Thousands of lifejackets were laid out on Parliament square this morning in a political stunt attempting to “remind MPs they are failing drowning refugees”.

The 2,500 lifejackets were put in place by campaigners from the International Rescue Committee (IRC) and were taken from the Greek island of Lesbos where they were left by illegal immigrants who had crossed the Mediterranean. London’s Independent news site reports the Committee hoped the stunt would place pressure on the government as the United Nations Migration Summit opened in New York.

Lifejackets Parliament square

IRC director Sanj Srikanthan said of the display of lifejackets in Westminster: “This is meant to represent just some of the people who have died crossing the Mediterranean – refugees fleeing conflict just trying to get to safety.

“650 of these life jackets were used by children, you can still see the Disney stickers on some of them.

“Most of them are provided by smugglers, they are not safety checked, some of them absorb water, they become like an anchor if you fall in the water, especially for a child.

“So, today is meant to represent the tragedy of the modern refugee”.

Lifejackets Parliament square

Yet the stunt was upstaged this morning by an inebriated man who took the opportunity to mock the stunt by feigning drowning.

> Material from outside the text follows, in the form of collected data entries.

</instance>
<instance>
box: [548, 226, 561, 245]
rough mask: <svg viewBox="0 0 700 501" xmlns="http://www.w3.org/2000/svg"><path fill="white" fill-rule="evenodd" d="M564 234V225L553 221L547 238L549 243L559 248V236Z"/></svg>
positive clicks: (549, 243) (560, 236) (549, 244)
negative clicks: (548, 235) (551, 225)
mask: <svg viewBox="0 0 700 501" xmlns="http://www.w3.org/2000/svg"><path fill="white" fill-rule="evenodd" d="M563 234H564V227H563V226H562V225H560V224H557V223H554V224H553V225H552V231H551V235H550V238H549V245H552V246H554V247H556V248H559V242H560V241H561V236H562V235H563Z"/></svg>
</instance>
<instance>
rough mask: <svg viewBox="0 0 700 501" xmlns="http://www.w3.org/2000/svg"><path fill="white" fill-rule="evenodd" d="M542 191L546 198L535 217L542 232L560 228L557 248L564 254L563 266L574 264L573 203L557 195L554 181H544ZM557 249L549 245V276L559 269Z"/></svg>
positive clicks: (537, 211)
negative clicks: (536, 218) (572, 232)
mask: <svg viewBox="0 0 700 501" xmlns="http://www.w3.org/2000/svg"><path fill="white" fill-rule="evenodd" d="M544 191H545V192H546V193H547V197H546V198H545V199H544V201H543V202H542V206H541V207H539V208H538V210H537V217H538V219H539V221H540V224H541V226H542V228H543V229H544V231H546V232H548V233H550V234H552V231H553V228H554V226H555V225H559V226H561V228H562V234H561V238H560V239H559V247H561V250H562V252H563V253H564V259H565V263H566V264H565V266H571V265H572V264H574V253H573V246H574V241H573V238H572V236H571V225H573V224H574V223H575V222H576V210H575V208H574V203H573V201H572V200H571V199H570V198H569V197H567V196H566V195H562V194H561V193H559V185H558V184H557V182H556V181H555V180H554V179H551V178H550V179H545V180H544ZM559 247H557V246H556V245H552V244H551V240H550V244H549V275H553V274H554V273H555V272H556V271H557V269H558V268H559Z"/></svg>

The mountains of tens of thousands of used lifejackets building on Greek beaches have proved irresistible to some politically charged artists, and the Westminster square stunt this morning is not the first instance of the life preservers being moved in great numbers to European cities to make a point.

lifejackets beach

Thousands of life jackets piled in Greece await disposal / Getty

In February, Chinese dissident artist Ai Weiwei took thousands of lifejackets and wrapped the columns of the Berlin concert house “to highlight the plight of the hundreds of refugees trying to reach Europe every day by sea from Turkey”. The jackets used for the stunt also came from the beaches of Lesbos, with the government on the island having reportedly given the artist 14,000 for his work.